15ヶ月間のテストののち、2006年末に商業運行が開始される予定です。初期の構想から初飛行まで、16年の歳月を要しました。
ボーイング社はこれに対抗し、同年に747-500Xと747-600を発表、対決する構えを見せています(B747X計画)。
また異なる発想からボーイング777、ボーイング787もあります。(空の輸送思想の後者)

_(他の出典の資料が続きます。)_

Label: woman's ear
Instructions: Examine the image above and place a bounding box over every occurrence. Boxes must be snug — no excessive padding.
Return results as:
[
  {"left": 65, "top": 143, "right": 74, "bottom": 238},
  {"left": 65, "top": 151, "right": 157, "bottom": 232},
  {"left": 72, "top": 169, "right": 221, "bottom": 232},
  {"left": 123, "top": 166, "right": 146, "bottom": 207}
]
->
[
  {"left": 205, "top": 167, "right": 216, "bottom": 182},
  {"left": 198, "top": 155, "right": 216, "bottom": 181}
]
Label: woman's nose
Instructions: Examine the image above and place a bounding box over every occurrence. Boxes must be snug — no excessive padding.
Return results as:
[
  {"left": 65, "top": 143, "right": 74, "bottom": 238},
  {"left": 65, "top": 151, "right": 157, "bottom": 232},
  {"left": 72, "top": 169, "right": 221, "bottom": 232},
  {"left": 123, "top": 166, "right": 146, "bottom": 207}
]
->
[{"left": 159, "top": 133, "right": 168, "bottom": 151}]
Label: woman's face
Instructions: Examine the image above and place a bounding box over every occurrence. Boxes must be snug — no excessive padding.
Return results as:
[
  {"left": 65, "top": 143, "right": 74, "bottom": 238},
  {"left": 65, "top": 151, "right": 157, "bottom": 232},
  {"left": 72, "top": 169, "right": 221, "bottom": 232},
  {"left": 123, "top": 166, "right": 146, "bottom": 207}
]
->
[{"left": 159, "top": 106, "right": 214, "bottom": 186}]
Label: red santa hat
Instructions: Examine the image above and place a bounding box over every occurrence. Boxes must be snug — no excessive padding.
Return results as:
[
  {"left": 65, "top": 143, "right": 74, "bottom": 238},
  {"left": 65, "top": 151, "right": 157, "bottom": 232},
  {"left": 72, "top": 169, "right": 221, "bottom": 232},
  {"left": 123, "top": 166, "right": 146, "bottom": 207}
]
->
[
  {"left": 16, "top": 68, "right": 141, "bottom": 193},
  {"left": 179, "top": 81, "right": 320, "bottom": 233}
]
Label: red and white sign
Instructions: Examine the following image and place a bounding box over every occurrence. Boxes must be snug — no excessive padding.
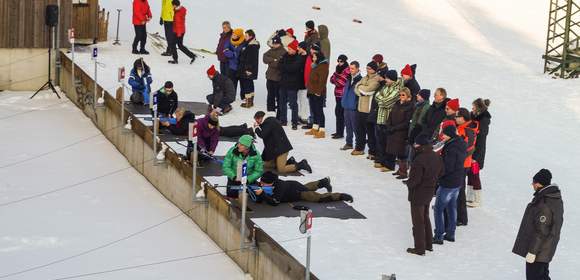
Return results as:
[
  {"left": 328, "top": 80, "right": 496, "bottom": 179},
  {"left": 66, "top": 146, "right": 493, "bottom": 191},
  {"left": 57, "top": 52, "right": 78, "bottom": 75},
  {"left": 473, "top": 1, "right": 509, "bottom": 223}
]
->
[
  {"left": 118, "top": 67, "right": 125, "bottom": 82},
  {"left": 189, "top": 122, "right": 198, "bottom": 143},
  {"left": 68, "top": 28, "right": 75, "bottom": 44},
  {"left": 305, "top": 210, "right": 313, "bottom": 232}
]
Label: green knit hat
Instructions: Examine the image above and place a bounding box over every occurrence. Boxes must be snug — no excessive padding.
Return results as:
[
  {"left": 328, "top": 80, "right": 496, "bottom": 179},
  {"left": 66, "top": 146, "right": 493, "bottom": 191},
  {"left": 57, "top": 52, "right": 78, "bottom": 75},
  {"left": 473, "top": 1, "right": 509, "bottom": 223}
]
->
[{"left": 238, "top": 134, "right": 254, "bottom": 147}]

A380では、エアバスの機体では初めて日本企業の参加が15社と2桁となり、下請け生産を行っています。 2002年4月に床下・垂直尾翼の部材担当として東邦テナックス、ジャムコ、住友金属工業、東レの4社が参入、6月に三菱重(前・後部カーゴドア)、富士重”第二次世界大戦時、中島飛行機”(垂直尾翼前縁・翼端、フェアリング)、日本飛行機(水平尾翼端)、10月に新明和工業”第二次世界大戦中、川西機械製作所”、横浜ゴム、日機製が、2003年2月に横河電機、カシオ計算機、マキノが、6月にブリヂストン、三菱レイヨンが参加を決定しました。特に日本の炭素繊維の技術に目が向けられています。炭素繊維はフレームなどの主要な部分に多用されています。近年の軽量・頑丈の要求に日本が開発した炭素繊維はなくてはならないものです。
エアバスとしては日本企業に開発の10パーセントを請け負ってほしいと希望していましが、特に重工メーカーが関係を深めていたボーイング社に気兼ねして(ボーイングの日本下請け率は約20%)これを受けませんでしたが、今回でエアバス社はボーイング社の牙城に風穴を開けたことになります。